Posted Mar 23, 2022 - 17:52 EDT
Update
The data restoration is progressing and is over 2/3rd complete.

We know how disruptive it is to have CxAlloy unavailable and are deeply sorry that we've had any outage at all and such a long outage in particular.

We will providing a postmortem once the incident is fully resolved, but can address some common questions:

- The outage is a result of a corrupted database table that happened unexpectedly during a code release last night. That application update, like many of our updates, required modifications to the database structure. For reasons that we do not yet know, the update to the database structure failed, triggered an automatic restart of the database, and after the restart resulted in one of our largest tables being corrupted.

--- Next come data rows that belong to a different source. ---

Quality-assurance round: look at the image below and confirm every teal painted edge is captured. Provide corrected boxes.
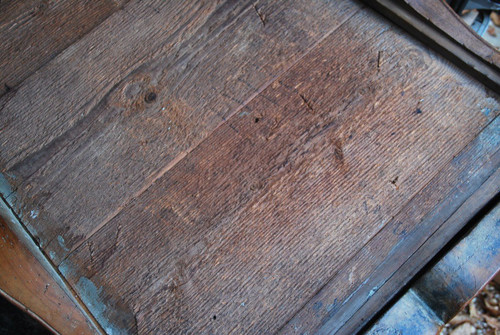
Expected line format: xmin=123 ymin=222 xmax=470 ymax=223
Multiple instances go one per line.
xmin=0 ymin=197 xmax=106 ymax=335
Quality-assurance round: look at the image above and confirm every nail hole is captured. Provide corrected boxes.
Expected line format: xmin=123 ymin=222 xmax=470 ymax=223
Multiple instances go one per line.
xmin=144 ymin=92 xmax=156 ymax=104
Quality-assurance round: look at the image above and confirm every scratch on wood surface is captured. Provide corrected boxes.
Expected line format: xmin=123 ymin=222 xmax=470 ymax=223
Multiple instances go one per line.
xmin=299 ymin=94 xmax=316 ymax=114
xmin=377 ymin=50 xmax=382 ymax=71
xmin=253 ymin=4 xmax=266 ymax=26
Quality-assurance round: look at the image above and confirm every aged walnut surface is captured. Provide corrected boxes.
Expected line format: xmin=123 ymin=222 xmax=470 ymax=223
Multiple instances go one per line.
xmin=0 ymin=0 xmax=500 ymax=334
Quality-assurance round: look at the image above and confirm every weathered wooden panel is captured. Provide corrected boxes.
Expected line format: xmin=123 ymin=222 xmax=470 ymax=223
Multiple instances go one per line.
xmin=60 ymin=10 xmax=499 ymax=334
xmin=0 ymin=205 xmax=99 ymax=335
xmin=0 ymin=1 xmax=360 ymax=263
xmin=0 ymin=0 xmax=127 ymax=97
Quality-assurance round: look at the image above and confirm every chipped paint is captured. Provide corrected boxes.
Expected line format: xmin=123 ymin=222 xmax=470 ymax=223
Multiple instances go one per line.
xmin=76 ymin=277 xmax=127 ymax=335
xmin=368 ymin=286 xmax=378 ymax=298
xmin=0 ymin=173 xmax=14 ymax=198
xmin=30 ymin=209 xmax=40 ymax=219
xmin=57 ymin=235 xmax=69 ymax=251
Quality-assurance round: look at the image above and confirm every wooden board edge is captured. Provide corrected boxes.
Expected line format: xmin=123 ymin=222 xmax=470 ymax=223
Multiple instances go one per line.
xmin=362 ymin=200 xmax=500 ymax=335
xmin=363 ymin=0 xmax=500 ymax=92
xmin=0 ymin=197 xmax=106 ymax=334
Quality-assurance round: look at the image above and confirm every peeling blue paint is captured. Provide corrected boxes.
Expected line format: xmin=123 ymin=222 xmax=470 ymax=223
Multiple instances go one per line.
xmin=76 ymin=277 xmax=127 ymax=335
xmin=368 ymin=286 xmax=378 ymax=298
xmin=0 ymin=173 xmax=14 ymax=198
xmin=57 ymin=235 xmax=69 ymax=251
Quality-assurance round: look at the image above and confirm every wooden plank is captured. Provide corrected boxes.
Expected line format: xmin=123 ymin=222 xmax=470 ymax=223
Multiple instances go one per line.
xmin=282 ymin=118 xmax=500 ymax=334
xmin=367 ymin=0 xmax=500 ymax=92
xmin=59 ymin=10 xmax=499 ymax=334
xmin=0 ymin=0 xmax=360 ymax=263
xmin=405 ymin=0 xmax=500 ymax=70
xmin=0 ymin=199 xmax=101 ymax=335
xmin=364 ymin=200 xmax=500 ymax=335
xmin=0 ymin=0 xmax=127 ymax=96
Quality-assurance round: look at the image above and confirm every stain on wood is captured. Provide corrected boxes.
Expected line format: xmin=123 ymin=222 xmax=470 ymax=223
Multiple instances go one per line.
xmin=0 ymin=1 xmax=360 ymax=263
xmin=61 ymin=10 xmax=498 ymax=334
xmin=0 ymin=0 xmax=127 ymax=96
xmin=0 ymin=0 xmax=500 ymax=334
xmin=0 ymin=209 xmax=99 ymax=335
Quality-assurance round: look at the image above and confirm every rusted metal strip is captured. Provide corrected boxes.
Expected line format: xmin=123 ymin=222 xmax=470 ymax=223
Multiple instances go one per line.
xmin=365 ymin=200 xmax=500 ymax=335
xmin=366 ymin=0 xmax=500 ymax=92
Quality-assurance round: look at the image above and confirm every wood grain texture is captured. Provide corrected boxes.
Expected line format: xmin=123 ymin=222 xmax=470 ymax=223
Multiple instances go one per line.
xmin=0 ymin=1 xmax=360 ymax=263
xmin=0 ymin=211 xmax=99 ymax=335
xmin=60 ymin=10 xmax=499 ymax=334
xmin=0 ymin=0 xmax=127 ymax=96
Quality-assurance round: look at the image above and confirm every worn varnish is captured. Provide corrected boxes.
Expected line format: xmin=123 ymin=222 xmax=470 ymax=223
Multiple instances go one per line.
xmin=0 ymin=212 xmax=98 ymax=335
xmin=0 ymin=0 xmax=127 ymax=96
xmin=0 ymin=1 xmax=359 ymax=262
xmin=0 ymin=0 xmax=500 ymax=334
xmin=60 ymin=10 xmax=498 ymax=333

- Once we established that recovering the corrupted table was not possible we pulled the data from our replica backup and initiated a restore. This required us to delete the corrupted table and re-import all the records from our backup. Because this table is so large - over 100 million rows - we were not able to avoid significant downtime while we brought the records in.
Posted Mar 23, 2022 - 13:34 EDT
Update
The data restoration has passed the halfway point.
Posted Mar 23, 2022 - 12:23 EDT
Update
At the current pace we are estimating the restoration will take approximately 10 hours to complete. We realize this is a long time and are doing everything we can to expedite the process.

In this case the affected table is our checklist lines table, one of the largest tables within the application. We have explored whether we could bring the site back to partial functionality, however because checklist lines are referenced in many other areas (as issue sources, connected to files, and so forth) it is not feasible to do so.

Importantly, all data is present in our backups and we don't anticipate any data loss from this incident.
Posted Mar 23, 2022 - 09:11 EDT
Update
The table is being restored. As it is a very large table it will take some time. We will provide an estimated time to completion in an upcoming update.
Posted Mar 23, 2022 - 08:23 EDT
Update
The corrupted table is currently being restored. We will continue to provide updates as the restore proceeds.
Posted Mar 23, 2022 - 07:27 EDT
Update
After the database restarted one of the database tables is reporting it is corrupted and needs to be restored. We are working to restore it.
Posted Mar 23, 2022 - 06:26 EDT
Update
We are continuing to work on a fix for this issue.
Posted Mar 23, 2022 - 05:38 EDT
Identified
During a routine update the database initiated a restart. Due to the size of the database this can take upwards of an hour and the site will be unavailable during that time. We apologize for the inconvenience and will provide further updates as needed.
Posted Mar 23, 2022 - 05:34 EDT
This incident affected: CxAlloy TQ (Application, Servers).